In an age where photography has become something to glance at, to click, “like” and move on—and applications like Instagram apply professional filters with a flick on a phone—even the man who found Maier’s work passed them by at first blush. “There was no eureka moment,” insists John Maloof, 32. Seven years ago, Maloof, a history buff writing a book on Chicago’s Portage Park that needed illustrations, took a chance at an auction on a box of undeveloped negatives left by a woman who couldn’t pay for her storage unit. He laid down $380; he got thousands of Maier’s photos. It took a year, and his blog going viral, for him to realize he had far more than photos of Chicago’s neighbourhoods: “I thought they were good, and that was kind of it. But the more I learned about photography, the more I thought they were great and, historically, huge.” There were craggy, crisply shot faces from the slums and the suburbs, of street urchins and talk-show host Phil Donahue (whose children she looked after briefly); humane, witty compositions of strangers caught unawares—a style popular now, but rare for its time.
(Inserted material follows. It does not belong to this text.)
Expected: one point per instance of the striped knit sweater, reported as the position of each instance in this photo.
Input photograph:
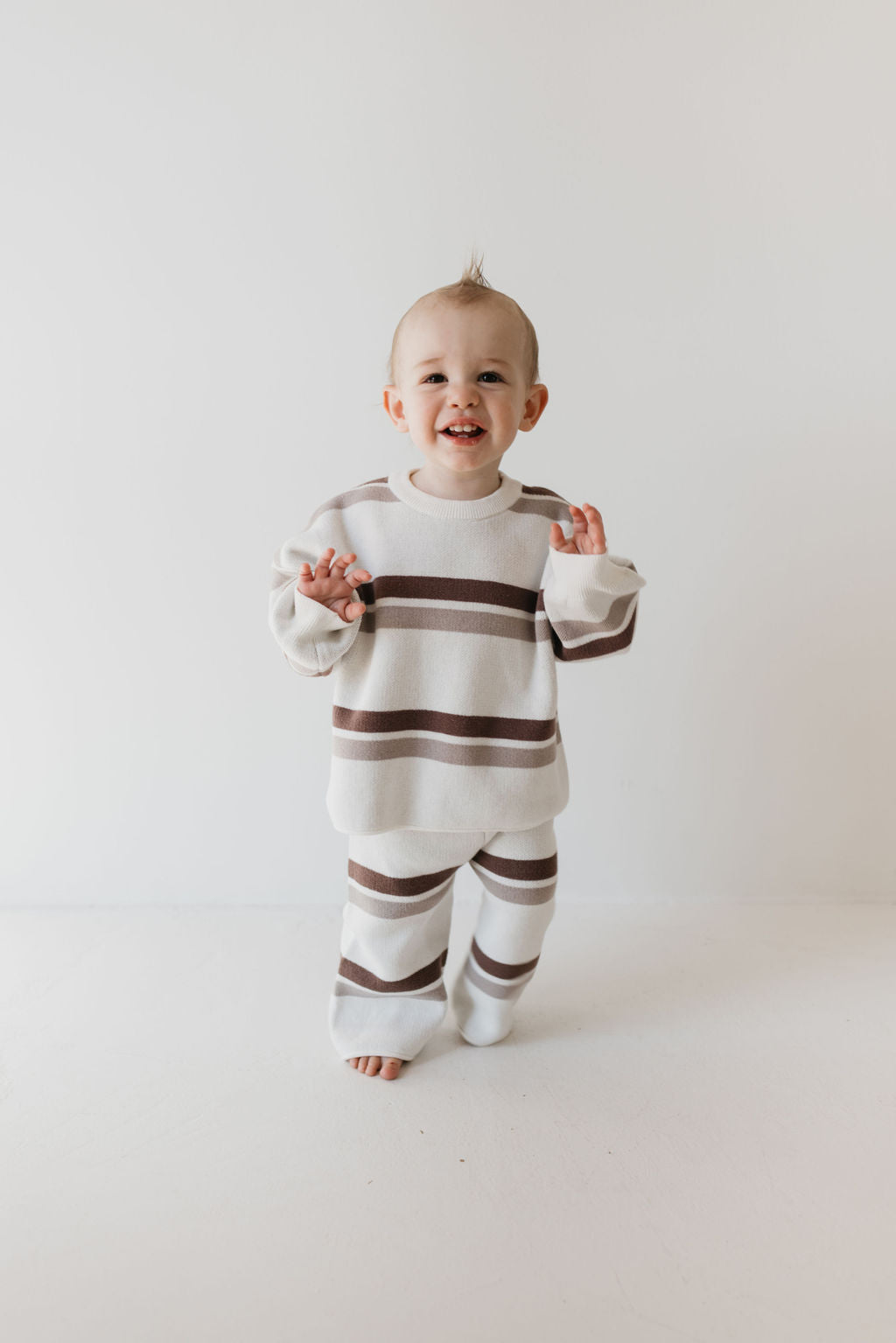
(444, 695)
By the time Maloof started investigating in earnest who this woman was, Maier was dead, leaving a trove of negatives she showed no one: she was an artist with neither legacy nor herald. So Maloof became the chief curator of her work. Committed to putting her “into the history books,” he linked up with L.A. filmmaker Charlie Siskel—a producer for Bowling for Columbine drawn in by the “treasure hunt” nature of Maloof’s story—for the documentary Finding Vivian Maier. In making the film, they tracked down the families Maier cared for, travelled to the French village in which she once lived, and discovered a dark, angry side to a woman her employers dismissed as merely peculiar.

About half a century ago, French philosopher Roland Barthes made his famous statement that the author is dead—that the backgrounds of creators are irrelevant; an audience must engage with the art itself. But Maloof’s quest, and the quest of the film—which goes out looking for Maier the woman and the artist—proves we actually crave narrative.

Maloof’s goal has long been the backing of a major museum such as the MOMA or Tate Modern. (He paid around $100,000 to track down and acquire another batch of her negatives and undeveloped film, and the work of developing, printing and archiving remains to be done; Maloof has absorbed much of the cost and, despite a touring exhibit and the release of a book collection, the project hasn’t yet broken even.) But he says serious museums remain leery of posthumously discovered art such as hers. Exhuming her untold story may help that cause.

Is Maier an artist? That’s the essential question at the movie’s core. A letter that Maloof and Siskel discovered suggested that, at the very least, she knew her work was good. She went through her negatives and produced prints, suggesting she saw herself as more than a hobbyist. And Siskel said her many self-portraits indicated she did not want to be anonymous. “She wasn’t a tabula rasa. She collected photography books, she went to shows. Her work commented on class issues; she was interested in politics,” he said.

“Vivian was a true artist,” says Maloof. “She did it for herself. She didn’t do it to please other photographers or critics or a market. Seeing her photos, it’s very important to know who she was.” The author is not dead—even when she is.